Evidentemente, tanto la Comisión Europea como líderes europeos instan a que la réplica se irradie a la defensa militar tradicional. De ahí, que los principales desafíos pasen por la asignación resuelta, consiguiendo identificar a los ejecutores de sabotajes y ciberataques con mayor prontitud; disuasión integrada, forjando un consenso preciso sobre las sanciones o un esfuerzo unificado para dar respuestas diplomáticas y económicas cuando un país es agredido y, por último, autonomía estratégica o soberanía, aminorando la sujeción tecnológica y militar con relación a potencias externas.
De lo expuesto en estas líneas, no ha de soslayarse que Estados Unidos se está apartando de su histórica declaración compartida de amenazas y de su compromiso multilateral con Europa. En este momento, la Unión ha de lidiar sola al aumento del envite híbrido de Rusia, mientras fortalece su resiliencia.

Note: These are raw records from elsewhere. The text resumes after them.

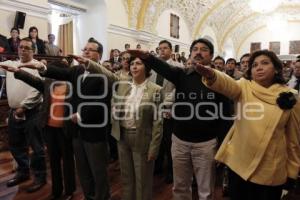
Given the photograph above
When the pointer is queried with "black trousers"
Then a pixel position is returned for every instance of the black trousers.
(91, 163)
(239, 189)
(60, 149)
(23, 134)
(165, 147)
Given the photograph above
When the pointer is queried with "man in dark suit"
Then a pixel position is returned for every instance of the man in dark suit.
(90, 101)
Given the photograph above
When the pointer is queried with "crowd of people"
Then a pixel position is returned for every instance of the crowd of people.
(157, 113)
(42, 47)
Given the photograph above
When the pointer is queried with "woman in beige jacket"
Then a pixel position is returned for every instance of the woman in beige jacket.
(262, 147)
(136, 125)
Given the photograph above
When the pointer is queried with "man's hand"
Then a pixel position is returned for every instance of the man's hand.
(74, 118)
(9, 68)
(205, 71)
(80, 59)
(150, 157)
(19, 114)
(37, 66)
(139, 53)
(43, 61)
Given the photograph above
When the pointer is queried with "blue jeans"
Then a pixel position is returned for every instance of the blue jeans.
(22, 135)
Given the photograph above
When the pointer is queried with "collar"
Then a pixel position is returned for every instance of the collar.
(133, 84)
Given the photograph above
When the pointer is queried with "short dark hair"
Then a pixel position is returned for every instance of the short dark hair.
(27, 39)
(166, 42)
(147, 68)
(231, 59)
(51, 34)
(31, 29)
(219, 58)
(15, 29)
(204, 41)
(100, 46)
(278, 78)
(245, 55)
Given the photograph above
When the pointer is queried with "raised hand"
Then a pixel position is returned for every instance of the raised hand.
(80, 59)
(205, 71)
(9, 68)
(37, 66)
(138, 53)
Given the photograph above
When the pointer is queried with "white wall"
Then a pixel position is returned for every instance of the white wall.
(93, 23)
(117, 14)
(163, 27)
(7, 22)
(265, 36)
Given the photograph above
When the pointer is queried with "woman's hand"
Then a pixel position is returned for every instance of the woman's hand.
(9, 68)
(139, 53)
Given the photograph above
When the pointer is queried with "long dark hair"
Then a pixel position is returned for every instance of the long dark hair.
(278, 78)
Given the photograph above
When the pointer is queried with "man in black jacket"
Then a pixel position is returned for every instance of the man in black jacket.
(197, 114)
(89, 118)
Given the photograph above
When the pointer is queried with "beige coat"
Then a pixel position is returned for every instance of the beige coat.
(264, 151)
(149, 122)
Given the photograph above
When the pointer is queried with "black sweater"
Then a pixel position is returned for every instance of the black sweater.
(92, 87)
(193, 101)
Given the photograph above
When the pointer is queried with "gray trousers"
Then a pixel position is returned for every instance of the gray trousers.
(136, 171)
(197, 158)
(91, 163)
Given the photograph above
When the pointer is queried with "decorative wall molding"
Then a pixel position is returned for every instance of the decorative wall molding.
(142, 36)
(73, 9)
(29, 9)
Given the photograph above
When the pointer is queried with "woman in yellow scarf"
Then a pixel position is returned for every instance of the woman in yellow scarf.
(262, 147)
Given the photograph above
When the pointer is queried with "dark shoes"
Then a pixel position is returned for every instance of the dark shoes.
(36, 185)
(17, 180)
(169, 179)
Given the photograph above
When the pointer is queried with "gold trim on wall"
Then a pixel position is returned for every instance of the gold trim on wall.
(246, 37)
(141, 15)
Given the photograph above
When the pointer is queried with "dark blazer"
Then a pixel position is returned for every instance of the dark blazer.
(10, 43)
(198, 103)
(41, 46)
(92, 116)
(44, 87)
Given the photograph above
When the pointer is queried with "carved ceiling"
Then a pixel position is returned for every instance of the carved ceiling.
(229, 19)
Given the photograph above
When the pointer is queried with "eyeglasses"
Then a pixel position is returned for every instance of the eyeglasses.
(93, 50)
(27, 48)
(126, 58)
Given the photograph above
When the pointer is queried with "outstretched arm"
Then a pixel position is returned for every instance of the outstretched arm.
(219, 81)
(30, 79)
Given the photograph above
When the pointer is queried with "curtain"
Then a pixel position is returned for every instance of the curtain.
(65, 38)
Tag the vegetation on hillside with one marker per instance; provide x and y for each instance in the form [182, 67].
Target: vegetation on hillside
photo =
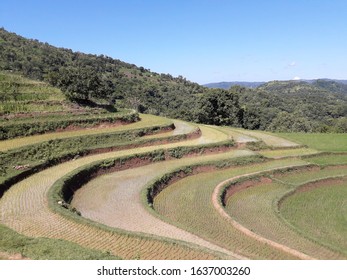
[319, 106]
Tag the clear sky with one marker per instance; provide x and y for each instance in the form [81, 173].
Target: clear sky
[202, 40]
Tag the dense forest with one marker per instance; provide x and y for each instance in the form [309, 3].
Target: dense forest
[319, 106]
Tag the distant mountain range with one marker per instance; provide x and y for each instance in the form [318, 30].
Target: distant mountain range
[227, 85]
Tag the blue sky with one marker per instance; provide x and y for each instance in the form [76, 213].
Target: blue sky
[202, 40]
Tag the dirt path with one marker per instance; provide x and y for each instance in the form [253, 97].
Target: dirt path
[269, 139]
[115, 200]
[222, 212]
[24, 208]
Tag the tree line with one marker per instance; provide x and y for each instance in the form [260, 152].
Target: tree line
[275, 106]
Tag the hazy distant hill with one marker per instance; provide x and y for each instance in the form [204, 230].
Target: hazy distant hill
[334, 85]
[304, 106]
[227, 85]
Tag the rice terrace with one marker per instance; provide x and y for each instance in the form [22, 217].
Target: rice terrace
[90, 180]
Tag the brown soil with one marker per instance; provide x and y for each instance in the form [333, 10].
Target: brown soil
[245, 185]
[321, 183]
[246, 231]
[150, 143]
[99, 125]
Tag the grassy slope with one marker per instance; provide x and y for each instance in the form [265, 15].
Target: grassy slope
[19, 94]
[187, 204]
[146, 121]
[331, 142]
[255, 208]
[27, 199]
[45, 248]
[320, 214]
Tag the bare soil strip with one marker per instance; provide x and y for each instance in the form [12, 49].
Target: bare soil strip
[115, 200]
[24, 208]
[222, 212]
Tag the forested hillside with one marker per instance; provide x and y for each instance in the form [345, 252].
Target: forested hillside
[277, 106]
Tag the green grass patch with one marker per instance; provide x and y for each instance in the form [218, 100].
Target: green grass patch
[47, 249]
[12, 129]
[187, 204]
[320, 213]
[327, 142]
[288, 153]
[328, 159]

Ciertamente, la subordinación continua de Europa con respecto a la cooperación transatlántica para su seguridad, ha acabado en una desprotección sistémica. Conforme la política interna norteamericana se retira del multilateralismo, el estado americano deja de financiar o desguarnece entidades que en el ayer abogaron por la sinergia conjunta para contrapesar acciones de dominio.
El hecho confirmado de la inmovilización del Consejo de Comercio y Tecnología UE-EEUU, proyectado tiempo atrás como pieza clave de la cooperación digital, acentúa todavía más la marcha atrás de Washington. Estos componentes habían provisto preliminarmente un acoplamiento asentado en el reconocimiento simultáneo del menester de anular las amenazas híbridas, simbolizando la voluntad política de proceder en defensa de los intereses recíprocos.

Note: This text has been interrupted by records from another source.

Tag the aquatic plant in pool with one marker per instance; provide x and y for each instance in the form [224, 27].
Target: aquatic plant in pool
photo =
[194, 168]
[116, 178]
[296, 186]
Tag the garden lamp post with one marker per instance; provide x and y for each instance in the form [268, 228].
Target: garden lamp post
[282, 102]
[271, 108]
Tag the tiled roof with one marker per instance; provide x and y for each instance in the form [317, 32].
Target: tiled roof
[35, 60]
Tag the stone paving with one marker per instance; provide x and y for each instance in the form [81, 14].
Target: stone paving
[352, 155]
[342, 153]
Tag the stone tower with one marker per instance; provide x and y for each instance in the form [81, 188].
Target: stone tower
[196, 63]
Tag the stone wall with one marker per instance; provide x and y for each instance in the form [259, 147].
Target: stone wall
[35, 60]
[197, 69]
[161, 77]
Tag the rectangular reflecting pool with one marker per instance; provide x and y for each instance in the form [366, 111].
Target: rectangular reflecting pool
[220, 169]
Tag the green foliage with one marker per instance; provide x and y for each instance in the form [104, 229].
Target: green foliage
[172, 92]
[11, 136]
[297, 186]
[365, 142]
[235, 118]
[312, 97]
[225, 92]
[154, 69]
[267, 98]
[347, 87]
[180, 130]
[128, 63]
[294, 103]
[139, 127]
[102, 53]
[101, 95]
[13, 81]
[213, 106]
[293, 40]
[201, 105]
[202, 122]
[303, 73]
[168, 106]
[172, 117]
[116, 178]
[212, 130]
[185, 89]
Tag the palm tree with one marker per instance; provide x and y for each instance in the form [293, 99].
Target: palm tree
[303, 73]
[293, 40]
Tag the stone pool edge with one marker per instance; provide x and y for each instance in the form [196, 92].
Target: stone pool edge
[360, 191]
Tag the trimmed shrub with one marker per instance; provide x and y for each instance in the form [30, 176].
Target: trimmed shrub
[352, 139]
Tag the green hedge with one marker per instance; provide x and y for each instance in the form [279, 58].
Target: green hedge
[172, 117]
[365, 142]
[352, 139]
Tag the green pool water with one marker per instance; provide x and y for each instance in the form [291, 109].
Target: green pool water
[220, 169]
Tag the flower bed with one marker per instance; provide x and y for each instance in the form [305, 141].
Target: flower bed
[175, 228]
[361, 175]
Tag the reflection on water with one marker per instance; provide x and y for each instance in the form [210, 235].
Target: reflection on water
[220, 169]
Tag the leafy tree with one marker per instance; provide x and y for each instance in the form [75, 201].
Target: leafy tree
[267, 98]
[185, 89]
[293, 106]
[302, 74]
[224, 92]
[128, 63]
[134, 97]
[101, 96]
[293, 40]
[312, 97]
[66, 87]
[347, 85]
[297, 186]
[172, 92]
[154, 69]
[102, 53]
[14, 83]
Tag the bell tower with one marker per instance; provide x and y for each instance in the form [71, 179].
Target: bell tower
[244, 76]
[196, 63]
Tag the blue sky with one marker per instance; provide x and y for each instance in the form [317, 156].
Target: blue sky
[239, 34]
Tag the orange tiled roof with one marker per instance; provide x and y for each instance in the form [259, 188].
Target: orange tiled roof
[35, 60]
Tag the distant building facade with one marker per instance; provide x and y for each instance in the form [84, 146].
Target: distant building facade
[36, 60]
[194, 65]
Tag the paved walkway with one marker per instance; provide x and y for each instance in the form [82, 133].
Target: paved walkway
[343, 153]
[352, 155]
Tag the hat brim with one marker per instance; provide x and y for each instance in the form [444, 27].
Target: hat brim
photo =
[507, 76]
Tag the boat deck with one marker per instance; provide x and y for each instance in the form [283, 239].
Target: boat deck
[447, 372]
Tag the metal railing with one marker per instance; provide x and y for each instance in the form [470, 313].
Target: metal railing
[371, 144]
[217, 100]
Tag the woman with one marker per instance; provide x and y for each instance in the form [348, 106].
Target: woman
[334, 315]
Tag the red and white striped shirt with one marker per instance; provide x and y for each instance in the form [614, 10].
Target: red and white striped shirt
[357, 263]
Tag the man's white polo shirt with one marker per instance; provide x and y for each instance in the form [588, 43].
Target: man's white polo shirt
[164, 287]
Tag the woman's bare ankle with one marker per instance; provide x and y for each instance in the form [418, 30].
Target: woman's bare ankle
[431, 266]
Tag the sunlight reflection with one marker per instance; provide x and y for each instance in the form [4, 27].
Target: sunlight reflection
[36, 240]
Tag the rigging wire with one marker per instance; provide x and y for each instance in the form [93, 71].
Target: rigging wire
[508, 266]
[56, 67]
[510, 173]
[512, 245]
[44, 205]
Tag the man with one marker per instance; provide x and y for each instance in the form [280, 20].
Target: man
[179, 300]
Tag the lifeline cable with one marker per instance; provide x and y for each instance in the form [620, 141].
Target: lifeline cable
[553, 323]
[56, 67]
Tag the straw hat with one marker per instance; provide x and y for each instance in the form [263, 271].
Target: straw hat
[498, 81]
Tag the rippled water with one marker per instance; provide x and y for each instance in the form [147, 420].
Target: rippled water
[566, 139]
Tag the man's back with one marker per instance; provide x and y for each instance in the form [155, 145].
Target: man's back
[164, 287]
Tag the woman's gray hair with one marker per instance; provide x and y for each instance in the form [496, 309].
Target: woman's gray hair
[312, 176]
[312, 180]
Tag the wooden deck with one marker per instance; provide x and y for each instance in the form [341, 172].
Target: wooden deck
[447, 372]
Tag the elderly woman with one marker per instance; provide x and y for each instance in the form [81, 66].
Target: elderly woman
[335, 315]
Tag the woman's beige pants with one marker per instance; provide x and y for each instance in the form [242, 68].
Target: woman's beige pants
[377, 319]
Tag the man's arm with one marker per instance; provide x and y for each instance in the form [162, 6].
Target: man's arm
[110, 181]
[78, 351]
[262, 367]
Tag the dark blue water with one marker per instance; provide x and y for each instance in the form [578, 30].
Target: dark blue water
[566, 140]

No es baladí, que día a día esta conformidad se agrieta bajo el paraguas de la administración de Donald Trump (1946-80 años), cuyo retardo de la cooperación multilateral y de las alianzas enraizadas atenúan la respuesta combinada a las amenazas híbridas. Al mismo tiempo, la cercanía territorial de Europa a Rusia y sus interconexiones, frecuentemente unilaterales, modifican a más no poder las tácticas híbridas vigentes y venideras en algo mucho más turbulento dentro de la Unión que propiamente en Estados Unidos.
Llegados a este punto de la disertación, el desafío radica en desplegar capacidad institucional, tecnológica y geopolítica para afrontar los movimientos escabrosos de influjo y las posibles campañas de sabotaje, sin estar en manos de la coordinación o el apoyo de Estados Unidos. Así, esta encrucijada consiste en fraguar un procedimiento de resiliencia debidamente europeo, que contemple la infraestructura y la seguridad digital e informativa como partes integrantes de su soberanía, legitimidad democrática e idoneidad integral.